現在、拘束時間削減の観点から、「休憩」より「休息」を重要視する運送会社が増えている。しかし、8時間連続や合計して10時間以上など一定の条件がある。全日本トラック協会の労働安全衛生委員会の委員である三重県トラック協会の山本貞夫社長副会長(=三栄運輸㈱、三重県伊賀市)は、先月、田中誠二大臣官房審議官(労働条件政策担当)に「働き方改革 長時間労働の是正の件」と題した要望書を提出した。山本氏は「3時間以上の仮眠は休息にして頂きたい。ベッドで3時間寝たら休憩じゃなく、休息にして頂きたい」と訴えている。

働き方改革には大いに賛成

山本社長は、要望書で、「19777年からトラックの運転手を始めたが、70年、80年、90年代と日本はイケイケどんどんの時代で、毎日の睡眠は4時間出来たかなといった具合で、労働時間は制限なしの日々だった。
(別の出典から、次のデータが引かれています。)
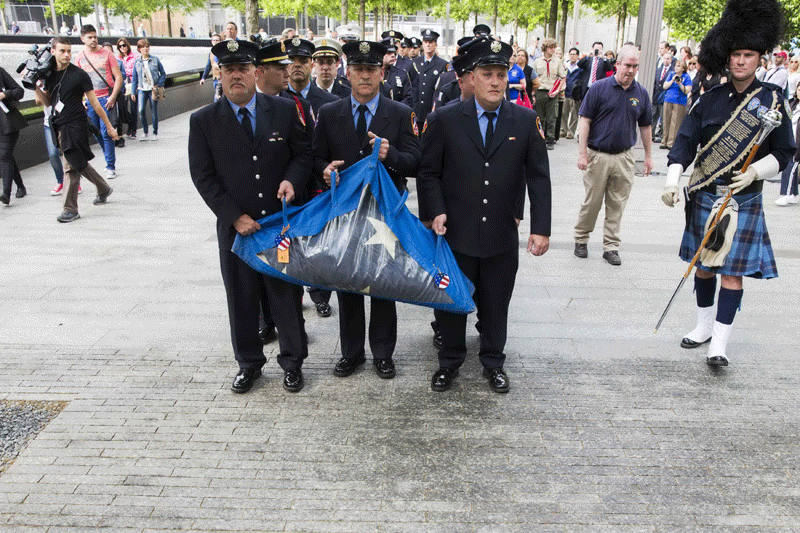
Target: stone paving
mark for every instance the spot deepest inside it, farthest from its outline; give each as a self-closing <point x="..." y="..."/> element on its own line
<point x="608" y="426"/>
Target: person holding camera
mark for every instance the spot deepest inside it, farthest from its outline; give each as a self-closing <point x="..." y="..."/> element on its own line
<point x="64" y="89"/>
<point x="11" y="122"/>
<point x="676" y="90"/>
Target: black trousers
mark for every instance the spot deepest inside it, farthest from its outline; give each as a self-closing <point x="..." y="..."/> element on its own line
<point x="318" y="295"/>
<point x="352" y="322"/>
<point x="494" y="279"/>
<point x="8" y="165"/>
<point x="243" y="287"/>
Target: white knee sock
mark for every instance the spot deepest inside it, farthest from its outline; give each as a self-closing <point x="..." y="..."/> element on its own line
<point x="705" y="322"/>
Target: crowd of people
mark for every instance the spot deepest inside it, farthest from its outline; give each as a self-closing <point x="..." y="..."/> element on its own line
<point x="445" y="123"/>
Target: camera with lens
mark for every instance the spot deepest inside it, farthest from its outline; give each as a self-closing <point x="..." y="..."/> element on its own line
<point x="38" y="67"/>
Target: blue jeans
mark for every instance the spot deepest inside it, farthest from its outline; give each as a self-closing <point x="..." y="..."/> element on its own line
<point x="53" y="153"/>
<point x="144" y="97"/>
<point x="108" y="142"/>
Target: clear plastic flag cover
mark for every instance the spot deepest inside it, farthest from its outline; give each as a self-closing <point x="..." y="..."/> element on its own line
<point x="360" y="237"/>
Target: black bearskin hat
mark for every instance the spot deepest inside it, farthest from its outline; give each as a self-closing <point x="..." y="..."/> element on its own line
<point x="744" y="25"/>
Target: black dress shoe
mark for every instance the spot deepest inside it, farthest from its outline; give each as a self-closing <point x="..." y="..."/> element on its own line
<point x="293" y="379"/>
<point x="102" y="198"/>
<point x="345" y="366"/>
<point x="498" y="379"/>
<point x="66" y="216"/>
<point x="717" y="360"/>
<point x="688" y="343"/>
<point x="612" y="257"/>
<point x="244" y="380"/>
<point x="384" y="368"/>
<point x="267" y="335"/>
<point x="323" y="309"/>
<point x="443" y="379"/>
<point x="438" y="342"/>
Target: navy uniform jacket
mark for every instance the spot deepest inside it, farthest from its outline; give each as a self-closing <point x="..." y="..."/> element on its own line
<point x="316" y="97"/>
<point x="313" y="186"/>
<point x="335" y="138"/>
<point x="447" y="93"/>
<point x="425" y="85"/>
<point x="479" y="189"/>
<point x="397" y="86"/>
<point x="713" y="110"/>
<point x="236" y="176"/>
子供の学校の参観日などには行ったことはなく、世の中の全産業、業種ではこのような光景ではなかったか」と働くことが優先の時代であったことについて記述。
余暇については、「それこそそんなことを言える状況ではなかった時代。休日は寝ているだけ。子供には『お父さんは仕事がいっぱいでごめんね』と伝えるだけ」と述懐。
しかし、「今、私は社員を抱える身となったが、『俺がやってきたからお前たちも同じことをしろ』とは絶対言えない。いや、言いたくない。子供、家族にひもじいみじめな思いをさせることは経験上、させたくない。働き方改革には大いに賛成」と働き方改革には異論はないと強調している。
 
30分の仮眠で夜の3~4時間に匹敵

三栄運輸では長距離輸送を行っているが、要望書では、「現在、長距離便においては傭車にお願いしてもその会社もコンプライアンス面で無理がある状況。特積路線便は集配、運行、配達に3つにセパレートされ、それぞれの時間軸で動けるが、我々の一般貸切貨物会社は荷物は積み込みから届けるまで行うのが絶対基本」と説明。
「三栄運輸でも中継貨物輸送を考えたが、積み替えにかかる人的物理的費用と時間などから難しいのが実情。現行行っている運送会社では乗務員の退職が増えているのが現実である」と指摘している。
その上で、「長距離組は、待機、荷待ち時に仮眠が取れる。乗務員はうまく取り入れ休息している。特にお昼の時間帯の仮眠は効果が大きく、30分の仮眠で夜の3~4時間に匹敵するぐらいの効果があることが証明されている。3時間以上の仮眠について、休息に換算していただければ業界としては実にありがたい」と訴える。
長時間労働については荷主の問題点も指摘する。  
「下請け企業の得意先は難問が多く、製造工場が時間に追われている。夕方遅くに荷物が仕上がり翌朝に届けられる。そしてその荷物をその日から加工して翌日あるいは翌々日に出荷するという運びでそのほとんどが連鎖している」と指摘し、その一連の流れに運送会社が巻き込まれているとした。

業界はコンプラで身動き取れない

「大半はお客さんのところと関係している。荷待ち積み込み待機が無ければどれほど拘束時間が縮減できるか明らか。運送会社の労働問題の整備環境をするには、着荷主、発荷主にも整備していくべき。朝一着はいらない、昼一着でもいいところは多い。荷主企業にもメスを入れないと」と是正を訴えている。
山本社長は今回の要望書について、「近年、フェリーに乗船すれば乗船時間に関係なく、トラックはすべて休息扱いになるようになった。一般のトラックも
例えば、高速のパーキングエリア、サービスエリアでの短時間の休憩は休息に見なすなど、見直していただきたい。運送業界はコンプライアンス、コンプライアンスで身動きが取れず、ドライバーが辞めていっている」と訴えている。